Silk had jumped from fourth to second on a lap 92 restart and was stalking race leader Doug Coby in front when the yellow flew.

But when series officials lined up the field for the final restart of the event they moved Silk back to fourth behind Coby, Christopher and Lia.

“I think I had a car that could have won,” Silk said. “I got into second on the second to last restart but I was only behind Doug for a lap but I felt like I had something I could work with.

“I know went over the start-finish line and completed the lap, and then the yellow comes out and they put me from second to fourth.”

Silk said he didn’t even consult with series officials after the event.

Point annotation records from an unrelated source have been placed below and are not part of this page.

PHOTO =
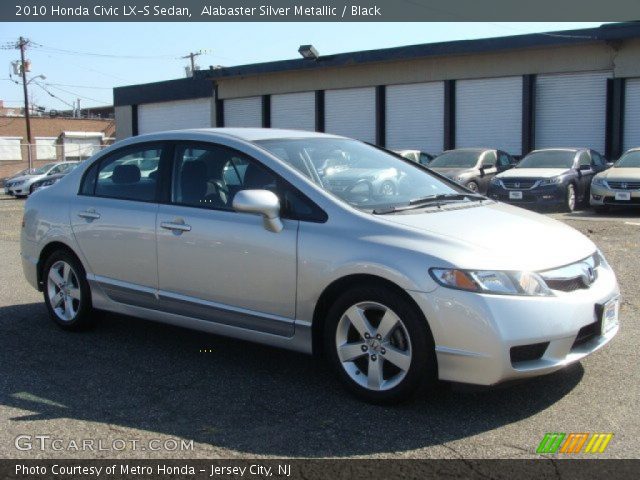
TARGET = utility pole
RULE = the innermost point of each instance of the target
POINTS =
(22, 44)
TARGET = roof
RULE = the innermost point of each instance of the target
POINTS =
(606, 33)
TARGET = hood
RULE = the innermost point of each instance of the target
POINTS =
(621, 174)
(533, 172)
(451, 172)
(496, 236)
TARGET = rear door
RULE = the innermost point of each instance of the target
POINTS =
(214, 263)
(114, 220)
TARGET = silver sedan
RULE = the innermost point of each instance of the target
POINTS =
(236, 232)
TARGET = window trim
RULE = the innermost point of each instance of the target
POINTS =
(161, 145)
(319, 215)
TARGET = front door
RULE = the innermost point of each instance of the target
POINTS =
(216, 264)
(114, 219)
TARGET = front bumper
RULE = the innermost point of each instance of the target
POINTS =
(474, 333)
(545, 195)
(601, 195)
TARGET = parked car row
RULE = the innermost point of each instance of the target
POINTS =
(325, 245)
(554, 177)
(27, 181)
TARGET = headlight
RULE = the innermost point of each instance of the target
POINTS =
(489, 281)
(600, 181)
(550, 181)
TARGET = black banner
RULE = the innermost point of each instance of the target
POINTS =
(315, 11)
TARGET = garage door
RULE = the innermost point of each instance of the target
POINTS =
(632, 113)
(243, 112)
(156, 117)
(294, 110)
(351, 112)
(571, 110)
(415, 117)
(489, 113)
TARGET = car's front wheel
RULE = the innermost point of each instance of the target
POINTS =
(66, 291)
(380, 345)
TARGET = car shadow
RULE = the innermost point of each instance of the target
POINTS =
(232, 394)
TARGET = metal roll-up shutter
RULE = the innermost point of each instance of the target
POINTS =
(415, 117)
(243, 112)
(175, 115)
(294, 110)
(489, 113)
(351, 112)
(632, 113)
(571, 110)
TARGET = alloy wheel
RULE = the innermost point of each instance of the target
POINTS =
(373, 346)
(63, 291)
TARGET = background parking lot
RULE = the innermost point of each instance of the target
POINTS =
(131, 379)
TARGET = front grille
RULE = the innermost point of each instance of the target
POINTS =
(518, 184)
(566, 285)
(587, 333)
(624, 185)
(576, 276)
(528, 353)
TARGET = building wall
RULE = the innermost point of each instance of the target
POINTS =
(590, 57)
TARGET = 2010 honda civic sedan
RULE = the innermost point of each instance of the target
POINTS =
(234, 232)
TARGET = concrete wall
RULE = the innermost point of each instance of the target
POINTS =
(623, 59)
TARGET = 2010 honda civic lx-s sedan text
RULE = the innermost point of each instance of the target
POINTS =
(234, 232)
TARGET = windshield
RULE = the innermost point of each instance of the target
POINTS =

“I don’t even ask anymore because it’s just pointless,” Silk said. “They make it perfectly clear that they’re the boss and if you don’t like what they say you can leave. I just don’t understand with TV cameras, transponders, everything else that they have …. Maybe they have, I don’t know, I don’t want to say something and be an idiot and they can show me that four cars didn’t make it over the start/finish line, but I don’t know, when the yellow came out we were down the backstretch.”

Lia Questions Tire Issues

Lia said a bad tire to put on his car at the halfway break made getting through the final 50 laps a struggle for him.

“One of the big issues that we’re having right now on our series with Hoosier is the inconsistency with the tires,” Lia said. “I got a right front, it was almost like they put a cue ball on the right front. We were absolutely so wicked tight in that second run, I couldn’t really get back into the gas pedal, and when I could I had to get the car loose to do it so I was sideways.

“I don’t know. We’ve got to figure it out with Hoosier and see what’s going on because it’s been getting really really bad lately with inconsistencies tire-to-tire.”